Is there anything more mundane to blog about? Well, at the risk of imitating the (wildly popular) dullest blog in the world, here's what I got this afternoon:

  • A postcard with a slightly trashy but still pretty hot thirty-something chick on the front. On the back: "I'll be waiting to see you! There's more to see!" And: "Your special bonus video is here with me."

  • SO I called the number, talked to a nice-sounding young woman who wanted to verify my name, age and address. Apparently I'd made some purchase recently -- possibly the Maxim subscription (yes, Maxim -- it came discounted with ESPN if all the pretty ladies wasn't a good enough reason) that still hasn't arrived -- that precipitated this sending. Am I over 20? Yes. Do I have a credit card? No. To get this four-hour adult video, plus subscriptions to Hustler and other magazines I have never heard of but don't sound quite my speed, will I pay just $4.95? Uh... no. "Okay, thanks." Click.

  • A letter of thanks from a DC-area think tank.

  • THIS one's easy: Last weekend I gave a brief lecture at a publications school for college students, one I myself had attended a few years ago as an undergraduate magazine editor.

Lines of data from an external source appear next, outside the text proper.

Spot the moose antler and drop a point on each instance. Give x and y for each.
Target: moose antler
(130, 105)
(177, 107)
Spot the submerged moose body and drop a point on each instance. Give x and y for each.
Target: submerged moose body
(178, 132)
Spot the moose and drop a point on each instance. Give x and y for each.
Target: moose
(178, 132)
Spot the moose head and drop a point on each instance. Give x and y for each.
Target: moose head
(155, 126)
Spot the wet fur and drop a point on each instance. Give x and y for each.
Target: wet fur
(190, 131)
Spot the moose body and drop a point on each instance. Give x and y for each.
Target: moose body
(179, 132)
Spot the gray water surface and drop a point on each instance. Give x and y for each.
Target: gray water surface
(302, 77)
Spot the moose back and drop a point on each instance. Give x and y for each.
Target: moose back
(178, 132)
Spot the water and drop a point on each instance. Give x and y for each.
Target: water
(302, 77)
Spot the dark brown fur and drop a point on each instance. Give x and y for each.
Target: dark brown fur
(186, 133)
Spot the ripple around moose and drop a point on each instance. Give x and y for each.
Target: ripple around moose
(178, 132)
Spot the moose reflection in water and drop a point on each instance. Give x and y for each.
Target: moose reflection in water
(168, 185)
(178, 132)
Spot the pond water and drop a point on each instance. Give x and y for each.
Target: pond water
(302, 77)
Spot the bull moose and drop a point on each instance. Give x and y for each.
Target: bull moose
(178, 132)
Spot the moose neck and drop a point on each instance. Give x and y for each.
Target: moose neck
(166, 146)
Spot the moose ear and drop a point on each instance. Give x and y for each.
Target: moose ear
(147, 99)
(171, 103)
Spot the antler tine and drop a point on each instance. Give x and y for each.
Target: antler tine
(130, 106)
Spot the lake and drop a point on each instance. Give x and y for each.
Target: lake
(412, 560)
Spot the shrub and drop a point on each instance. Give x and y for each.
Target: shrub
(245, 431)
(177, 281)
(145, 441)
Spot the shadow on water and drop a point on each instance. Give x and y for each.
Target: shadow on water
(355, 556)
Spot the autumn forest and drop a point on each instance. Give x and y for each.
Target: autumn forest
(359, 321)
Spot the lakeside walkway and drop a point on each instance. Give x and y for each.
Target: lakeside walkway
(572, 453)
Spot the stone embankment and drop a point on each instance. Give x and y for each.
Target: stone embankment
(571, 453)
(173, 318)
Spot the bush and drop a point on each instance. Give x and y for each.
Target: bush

I mostly shared anecdotes about stirring up trouble around campus under the guise of "earned media" -- i.e. free publicity. Apparently I did a good job, though the only question asked of me was by a UW student about what's up with Oregon basketball next year. (No more Lukes, but at least a Malik for a couple years. Even if we do have to stand the scrutiny extending from flying him in and out of Eugene on a private jet, we mid-level schools have to do things like that. Thanks, Phil!)

  • An IKEA catalog, addressed to "Current Occupant."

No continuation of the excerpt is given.